The other drawback of uniformly increased network size is the dramatically increased use of computational resources. For example, in a deep vision network, if two convolutional layers are chained, any uniform increase in the number of their filters results in a quadratic increase of computation. 
#網路尺寸增加的另外一個缺點是計算資源消耗的大幅增長.舉個例子,在一個深度視覺網路中,如果兩個卷積層是相連的.它們中間任何濾波器數量的增長都會引起計算量以該數量的二次方增長.
If the added capacity is used inefficiently (for example, if most weights end up to be close to zero), then much of the computation is wasted. As the computational budget is always finite, an efficient distribution of computing resources is preferred to an indiscriminate increase of size, even when the main objective is to increase the quality of performance.
#如果增加上的網路容量沒有被有效利用(例如,如果大多數權值都是接近零),那麼大多數計算都是浪費的.既然計算資源通常是有限的,計算資源的合理有效分佈是需要優先考慮的,以適應尺寸的任意增長,即使最主要的目標是提高網路的效能.
A fundamental way of solving both of these issues would be to introduce sparsity and replace the fully connected layers by the sparse ones, even inside the convolutions. Besides mimicking biological systems, this would also have the advantage of firmer theoretical underpinnings due to the groundbreaking work of Arora et al. [2].
#解決上述問題的一個基礎方案是引入稀疏,使用稀疏層替換全連線層,即使在卷積層內部.除了模仿生物系統,這個方案還有更加堅實的理論基礎.由於Arora et al[2]的開創性工作.
Their main result states that if the probability distribution of the dataset is representable by a large, very sparse deep neural network,then the optimal network topology can be constructed layer after layer by analyzing the correlation statistics of the preceding layer activations and clustering neurons with highly correlated outputs. Although the strict mathematical proof requires very strong conditions, the fact that this statement resonates with the well known Hebbian principle–neurons that fire together, wire together–suggests that the underlying idea is applicable even under less strict conditions, in practice.

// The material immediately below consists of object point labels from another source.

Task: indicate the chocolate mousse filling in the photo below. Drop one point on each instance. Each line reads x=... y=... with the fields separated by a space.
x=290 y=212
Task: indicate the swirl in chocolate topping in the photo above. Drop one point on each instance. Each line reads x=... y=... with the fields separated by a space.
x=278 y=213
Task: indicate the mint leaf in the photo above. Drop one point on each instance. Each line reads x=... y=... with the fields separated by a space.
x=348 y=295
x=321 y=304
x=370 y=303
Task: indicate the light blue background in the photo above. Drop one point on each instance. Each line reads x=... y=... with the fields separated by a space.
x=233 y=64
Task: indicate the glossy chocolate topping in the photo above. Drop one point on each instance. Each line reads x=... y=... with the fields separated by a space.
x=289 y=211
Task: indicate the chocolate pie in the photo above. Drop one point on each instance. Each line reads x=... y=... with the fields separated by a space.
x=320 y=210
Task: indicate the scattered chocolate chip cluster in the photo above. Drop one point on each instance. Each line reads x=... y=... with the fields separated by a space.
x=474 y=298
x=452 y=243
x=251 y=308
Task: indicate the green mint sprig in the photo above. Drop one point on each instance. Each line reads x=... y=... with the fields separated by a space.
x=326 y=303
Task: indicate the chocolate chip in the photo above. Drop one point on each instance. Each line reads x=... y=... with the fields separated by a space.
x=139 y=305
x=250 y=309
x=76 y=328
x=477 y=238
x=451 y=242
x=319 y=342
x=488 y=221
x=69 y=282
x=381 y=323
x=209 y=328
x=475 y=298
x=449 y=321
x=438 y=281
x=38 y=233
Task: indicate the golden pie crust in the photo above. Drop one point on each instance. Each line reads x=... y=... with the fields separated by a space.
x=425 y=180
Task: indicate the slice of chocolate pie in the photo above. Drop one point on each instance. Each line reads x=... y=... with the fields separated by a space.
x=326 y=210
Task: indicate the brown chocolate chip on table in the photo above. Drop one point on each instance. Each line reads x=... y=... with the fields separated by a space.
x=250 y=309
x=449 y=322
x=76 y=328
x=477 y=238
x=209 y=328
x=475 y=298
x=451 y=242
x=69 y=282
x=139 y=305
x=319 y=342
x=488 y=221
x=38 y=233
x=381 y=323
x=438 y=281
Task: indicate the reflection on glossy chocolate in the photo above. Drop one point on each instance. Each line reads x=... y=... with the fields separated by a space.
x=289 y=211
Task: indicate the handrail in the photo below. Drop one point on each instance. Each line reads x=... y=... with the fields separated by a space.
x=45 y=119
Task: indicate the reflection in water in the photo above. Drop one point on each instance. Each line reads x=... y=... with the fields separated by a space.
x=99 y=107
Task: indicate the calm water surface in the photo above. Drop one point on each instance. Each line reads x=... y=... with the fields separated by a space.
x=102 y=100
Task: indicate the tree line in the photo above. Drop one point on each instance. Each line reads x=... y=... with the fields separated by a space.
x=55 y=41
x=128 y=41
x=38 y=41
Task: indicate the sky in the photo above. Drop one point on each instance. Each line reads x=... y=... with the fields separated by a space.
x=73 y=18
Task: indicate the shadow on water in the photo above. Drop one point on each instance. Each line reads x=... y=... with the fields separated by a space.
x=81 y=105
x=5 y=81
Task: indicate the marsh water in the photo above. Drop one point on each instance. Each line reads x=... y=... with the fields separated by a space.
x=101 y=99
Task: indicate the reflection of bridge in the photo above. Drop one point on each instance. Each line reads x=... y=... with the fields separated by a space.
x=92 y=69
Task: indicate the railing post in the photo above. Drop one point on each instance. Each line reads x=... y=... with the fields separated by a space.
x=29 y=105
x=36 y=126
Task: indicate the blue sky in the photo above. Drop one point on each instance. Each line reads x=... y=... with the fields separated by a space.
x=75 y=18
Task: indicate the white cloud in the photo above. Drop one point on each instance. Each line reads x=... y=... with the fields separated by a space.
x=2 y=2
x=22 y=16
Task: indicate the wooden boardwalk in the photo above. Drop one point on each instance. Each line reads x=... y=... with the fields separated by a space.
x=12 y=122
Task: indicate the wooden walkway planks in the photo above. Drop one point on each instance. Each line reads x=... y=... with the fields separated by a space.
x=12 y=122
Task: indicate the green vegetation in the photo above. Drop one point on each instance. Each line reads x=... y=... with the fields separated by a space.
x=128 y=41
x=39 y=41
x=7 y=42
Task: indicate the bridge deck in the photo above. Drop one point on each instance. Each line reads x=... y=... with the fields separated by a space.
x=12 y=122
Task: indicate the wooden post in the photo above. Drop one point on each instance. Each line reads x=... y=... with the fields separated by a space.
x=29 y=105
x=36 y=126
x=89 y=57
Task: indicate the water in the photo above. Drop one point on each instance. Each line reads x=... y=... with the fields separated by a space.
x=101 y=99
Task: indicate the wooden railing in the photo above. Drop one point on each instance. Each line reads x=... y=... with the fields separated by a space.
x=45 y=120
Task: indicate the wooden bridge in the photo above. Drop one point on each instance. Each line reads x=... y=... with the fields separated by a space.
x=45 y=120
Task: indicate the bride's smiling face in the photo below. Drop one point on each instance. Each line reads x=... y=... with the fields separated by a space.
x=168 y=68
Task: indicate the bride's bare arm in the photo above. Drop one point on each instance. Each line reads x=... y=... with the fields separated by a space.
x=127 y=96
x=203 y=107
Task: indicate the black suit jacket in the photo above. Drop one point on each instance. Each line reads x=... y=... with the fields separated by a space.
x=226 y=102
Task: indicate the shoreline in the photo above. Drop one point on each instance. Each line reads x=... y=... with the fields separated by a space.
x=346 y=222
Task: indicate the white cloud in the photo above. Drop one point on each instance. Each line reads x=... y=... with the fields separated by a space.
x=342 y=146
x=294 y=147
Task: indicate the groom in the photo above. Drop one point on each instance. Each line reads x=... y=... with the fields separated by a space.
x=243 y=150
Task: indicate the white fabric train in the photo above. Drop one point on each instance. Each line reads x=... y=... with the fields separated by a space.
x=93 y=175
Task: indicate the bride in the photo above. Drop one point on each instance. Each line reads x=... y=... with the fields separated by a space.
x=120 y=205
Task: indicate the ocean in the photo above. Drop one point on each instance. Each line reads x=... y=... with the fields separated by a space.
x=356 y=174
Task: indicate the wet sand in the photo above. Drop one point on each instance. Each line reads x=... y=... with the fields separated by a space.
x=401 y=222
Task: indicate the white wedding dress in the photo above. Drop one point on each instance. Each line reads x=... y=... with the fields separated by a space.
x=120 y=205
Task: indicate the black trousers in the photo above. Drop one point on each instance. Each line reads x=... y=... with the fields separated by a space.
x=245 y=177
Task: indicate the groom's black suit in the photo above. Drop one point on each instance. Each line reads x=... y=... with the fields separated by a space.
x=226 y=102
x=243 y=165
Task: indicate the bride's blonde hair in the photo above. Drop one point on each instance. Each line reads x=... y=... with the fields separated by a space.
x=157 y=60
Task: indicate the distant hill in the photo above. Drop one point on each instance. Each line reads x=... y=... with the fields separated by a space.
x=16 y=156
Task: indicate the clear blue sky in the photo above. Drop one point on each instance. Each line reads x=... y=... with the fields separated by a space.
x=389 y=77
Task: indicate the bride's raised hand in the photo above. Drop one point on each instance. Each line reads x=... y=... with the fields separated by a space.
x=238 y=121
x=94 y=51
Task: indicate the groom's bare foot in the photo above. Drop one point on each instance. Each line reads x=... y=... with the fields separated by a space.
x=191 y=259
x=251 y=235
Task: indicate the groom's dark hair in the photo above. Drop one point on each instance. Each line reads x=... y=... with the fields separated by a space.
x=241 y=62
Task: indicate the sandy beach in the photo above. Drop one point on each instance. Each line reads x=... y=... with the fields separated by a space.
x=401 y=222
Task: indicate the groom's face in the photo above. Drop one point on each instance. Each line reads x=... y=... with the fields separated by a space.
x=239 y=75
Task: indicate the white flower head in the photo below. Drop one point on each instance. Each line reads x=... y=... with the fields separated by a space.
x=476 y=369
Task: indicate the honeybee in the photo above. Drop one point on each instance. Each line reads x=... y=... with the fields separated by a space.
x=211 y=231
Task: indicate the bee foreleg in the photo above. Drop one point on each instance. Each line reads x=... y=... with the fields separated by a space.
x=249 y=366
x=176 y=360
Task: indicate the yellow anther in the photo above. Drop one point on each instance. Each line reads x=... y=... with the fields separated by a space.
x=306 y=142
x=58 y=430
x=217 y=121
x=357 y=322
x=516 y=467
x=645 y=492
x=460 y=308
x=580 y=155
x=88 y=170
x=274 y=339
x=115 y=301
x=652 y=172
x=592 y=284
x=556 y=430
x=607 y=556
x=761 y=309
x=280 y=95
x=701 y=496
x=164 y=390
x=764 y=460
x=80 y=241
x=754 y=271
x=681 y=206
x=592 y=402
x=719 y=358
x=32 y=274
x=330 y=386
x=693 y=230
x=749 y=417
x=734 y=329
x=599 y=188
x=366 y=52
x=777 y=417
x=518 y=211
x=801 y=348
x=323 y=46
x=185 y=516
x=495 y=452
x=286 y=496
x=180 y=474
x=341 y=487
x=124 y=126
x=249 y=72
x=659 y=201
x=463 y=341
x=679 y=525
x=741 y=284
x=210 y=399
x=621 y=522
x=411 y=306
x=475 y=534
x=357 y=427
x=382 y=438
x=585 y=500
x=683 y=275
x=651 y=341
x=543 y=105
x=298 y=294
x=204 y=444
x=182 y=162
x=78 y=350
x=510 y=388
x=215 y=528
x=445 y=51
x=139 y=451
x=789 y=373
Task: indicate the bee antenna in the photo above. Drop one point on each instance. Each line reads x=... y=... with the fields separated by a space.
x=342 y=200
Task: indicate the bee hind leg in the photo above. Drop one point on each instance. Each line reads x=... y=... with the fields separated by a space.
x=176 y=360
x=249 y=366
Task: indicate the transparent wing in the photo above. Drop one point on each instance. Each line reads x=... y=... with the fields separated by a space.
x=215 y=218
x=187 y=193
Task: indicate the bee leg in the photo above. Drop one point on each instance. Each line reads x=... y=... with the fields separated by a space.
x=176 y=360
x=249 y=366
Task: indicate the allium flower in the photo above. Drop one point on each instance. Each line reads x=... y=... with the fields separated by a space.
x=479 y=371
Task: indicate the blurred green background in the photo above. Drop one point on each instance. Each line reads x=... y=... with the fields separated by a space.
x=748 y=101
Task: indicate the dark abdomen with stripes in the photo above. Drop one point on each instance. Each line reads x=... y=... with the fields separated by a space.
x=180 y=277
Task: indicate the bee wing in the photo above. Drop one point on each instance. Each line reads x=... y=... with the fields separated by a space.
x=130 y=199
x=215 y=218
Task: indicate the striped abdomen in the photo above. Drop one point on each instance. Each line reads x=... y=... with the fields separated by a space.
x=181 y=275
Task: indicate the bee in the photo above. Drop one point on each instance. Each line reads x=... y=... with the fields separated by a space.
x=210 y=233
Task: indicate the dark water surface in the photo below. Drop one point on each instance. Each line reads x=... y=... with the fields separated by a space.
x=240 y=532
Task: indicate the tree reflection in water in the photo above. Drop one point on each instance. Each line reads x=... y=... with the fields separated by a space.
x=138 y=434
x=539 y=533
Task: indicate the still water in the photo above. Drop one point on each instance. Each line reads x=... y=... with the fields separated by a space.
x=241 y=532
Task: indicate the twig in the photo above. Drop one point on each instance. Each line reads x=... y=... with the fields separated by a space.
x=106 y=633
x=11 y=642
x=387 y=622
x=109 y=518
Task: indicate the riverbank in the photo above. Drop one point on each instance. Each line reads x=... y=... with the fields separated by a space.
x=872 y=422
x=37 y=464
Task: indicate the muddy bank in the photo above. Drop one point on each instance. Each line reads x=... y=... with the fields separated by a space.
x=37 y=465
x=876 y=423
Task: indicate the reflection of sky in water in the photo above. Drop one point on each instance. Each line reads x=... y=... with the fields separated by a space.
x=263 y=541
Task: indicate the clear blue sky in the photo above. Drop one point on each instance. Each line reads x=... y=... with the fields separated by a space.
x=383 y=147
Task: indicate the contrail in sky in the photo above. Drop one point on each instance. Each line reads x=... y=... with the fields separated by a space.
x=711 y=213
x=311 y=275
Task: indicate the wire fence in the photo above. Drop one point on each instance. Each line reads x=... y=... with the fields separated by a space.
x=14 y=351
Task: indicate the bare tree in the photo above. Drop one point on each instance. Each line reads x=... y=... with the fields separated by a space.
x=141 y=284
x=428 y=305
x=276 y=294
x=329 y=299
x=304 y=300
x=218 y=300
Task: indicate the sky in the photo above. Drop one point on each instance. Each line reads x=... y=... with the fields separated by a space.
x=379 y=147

#他們主要的結果說明如果資料集的概率分佈可以有一個大的非常稀疏的神經網路表示,那麼最優的網路拓撲可以通過前一層啟用與輸出高度相關的神經元聚類的相關性.雖然嚴格的數學證明需要非常眼科的條件,事實上這個論述與著名的Hebbian準則(一起放電的神經元串聯在一起)有著異曲同工之妙,意味著這個想法在實踐中即使條件沒有那麼嚴苛也是適用的.
Unfortunately, today’s computing infrastructures are very inefficient when it comes to numerical calculation on non-uniform sparse data structures. Even if the number of arithmetic operations is reduced by 100×, the overhead of lookups and cache misses would dominate: switching to sparse matrices might not pay off.
#遺憾的是,今天的計算機架構在處理非均勻分佈稀疏資料結構的數值計算時是非常低效的,即使數值運算量艦隊到1/100,查詢開銷和快取丟失會佔據主導地位:切換到稀疏矩陣可能沒有回報.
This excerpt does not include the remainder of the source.